Wednesday, February 13, 2013

The Mausoleum of Galla Placidia

Galla Placidia was a Roman princess who married a barbarian king, a real-life romance novel plot that, alas, was probably much more politics than romance. Galla Placadia (392-450) had about the most impressive pedigree in history. She was the daughter of one Roman emperor (Theodosius I) and the granddaughter, through her mother, of another (Valentinian I). She was also the half sister of two other emperors, Arcadius and Honorius. What's more, she spent much of her youth in the household of the great general Stilicho, remembered by some as the "last of the true Romans."

In 408, her worthless brother Honorius had Stilicho executed, and began rounding up and slaughtering the families of Stilicho's followers. Those followers had been defending Italy against the Visigothic King Alaric I. When their own emperor began trying to exterminate them, they promptly switched sided and joined Alaric.

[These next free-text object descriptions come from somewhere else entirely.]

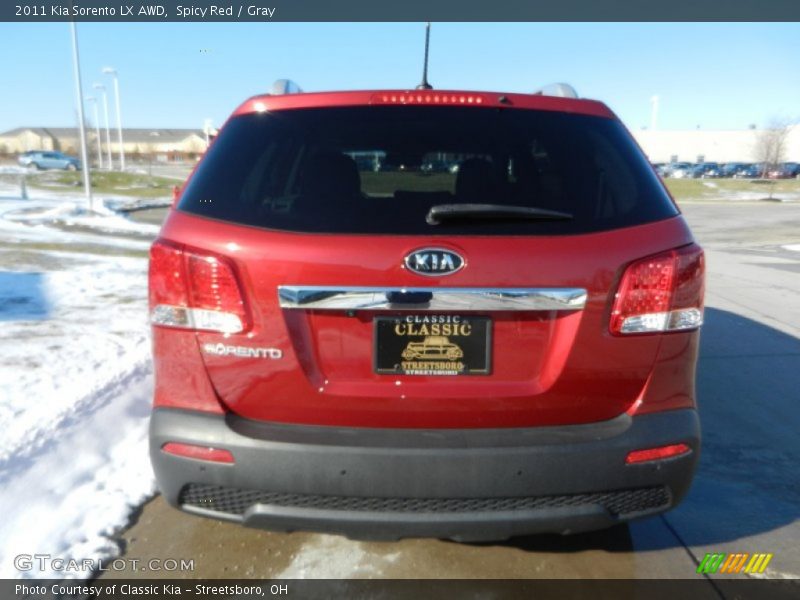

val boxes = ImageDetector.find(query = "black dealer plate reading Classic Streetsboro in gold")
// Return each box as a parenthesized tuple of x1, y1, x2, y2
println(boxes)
(373, 315, 492, 375)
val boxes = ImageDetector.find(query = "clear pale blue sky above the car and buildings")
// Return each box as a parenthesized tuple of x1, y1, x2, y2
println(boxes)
(0, 22, 800, 132)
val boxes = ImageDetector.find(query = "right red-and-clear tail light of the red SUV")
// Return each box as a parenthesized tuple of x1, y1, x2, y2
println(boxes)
(610, 244, 705, 335)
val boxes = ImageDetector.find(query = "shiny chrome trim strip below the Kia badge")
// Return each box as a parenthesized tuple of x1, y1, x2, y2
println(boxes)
(278, 285, 586, 312)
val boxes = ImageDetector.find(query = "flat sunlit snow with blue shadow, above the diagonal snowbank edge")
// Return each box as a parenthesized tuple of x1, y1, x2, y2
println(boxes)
(0, 257, 150, 464)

This left nobody to defend Italy, and Alaric promptly marched in and besieged Rome. After a year of back and forth negotiations, Alaric got tired of Honorius' diplomatic intrigues and ordered his men to storm the city. Rome, the city that bestrode the world, was sacked by the barbarian armies on August 24, 410.

Along with a vast horde of other booty, the Visigoths seized Galla Placidia. As part of the attempts to make peace that followed the sack, she was married to Alaric's brother Ataulf, probably in early 414 at Narbonne in Gaul. Alaric died soon after, and Ataulf became king of the Visigoths. Ataulf and Galla Placidia had at least one son, Theodosius, but he died very young.

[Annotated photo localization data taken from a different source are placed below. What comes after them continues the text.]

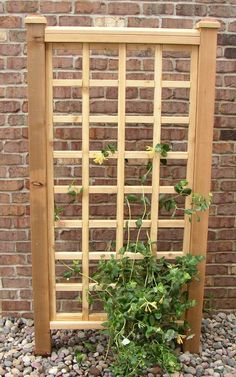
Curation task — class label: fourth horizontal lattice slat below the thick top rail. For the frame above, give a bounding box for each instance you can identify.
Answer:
[54,185,175,194]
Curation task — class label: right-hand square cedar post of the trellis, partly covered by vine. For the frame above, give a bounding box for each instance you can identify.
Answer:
[185,20,220,353]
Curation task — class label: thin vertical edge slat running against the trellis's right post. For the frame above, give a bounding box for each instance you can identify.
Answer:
[183,46,198,254]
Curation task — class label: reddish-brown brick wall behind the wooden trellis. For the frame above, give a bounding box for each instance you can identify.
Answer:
[0,0,236,316]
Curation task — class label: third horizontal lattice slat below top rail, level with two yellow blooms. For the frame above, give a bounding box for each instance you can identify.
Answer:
[53,151,188,160]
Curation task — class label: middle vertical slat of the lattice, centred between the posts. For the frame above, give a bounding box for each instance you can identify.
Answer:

Ataulf  rather foolishly included a man among his bodyguard a man who was the sworn follower of a chieftain Ataulf had once murdered; various accounts name this man either "Dubius" or "Eberwolf." Dubius/Eberwolf assassinated Ataulf in 415. After a frightening interlude as an unprotected woman in the midst of a Visigothic civil war, Galla Placidia was traded to the Romans for a large shipment of food and made her way back to Italy.

That meant returning to her awful brother Honorius. He promptly married her to the future Constantius III (so now she was married to an emperor) and they had several children, including the future emperor Valentinian III (so she was also the mother of an emperor). Valentinian became emperor as a child, and from 425 to 437 Galla Placidia was regent of the western empire. Not that there was much left of the western empire in 425, other than Italy and some islands, but still, regent of the Roman Empire is nothing to sneeze at.

Given this family and career, you can imagine that when Galla Placidia died in 450 she received an extraordinary funeral. She was interred in this amazing little mausoleum at Ravenna with its extraordinary mosaics, one of the most beautiful survivals of the fifth century.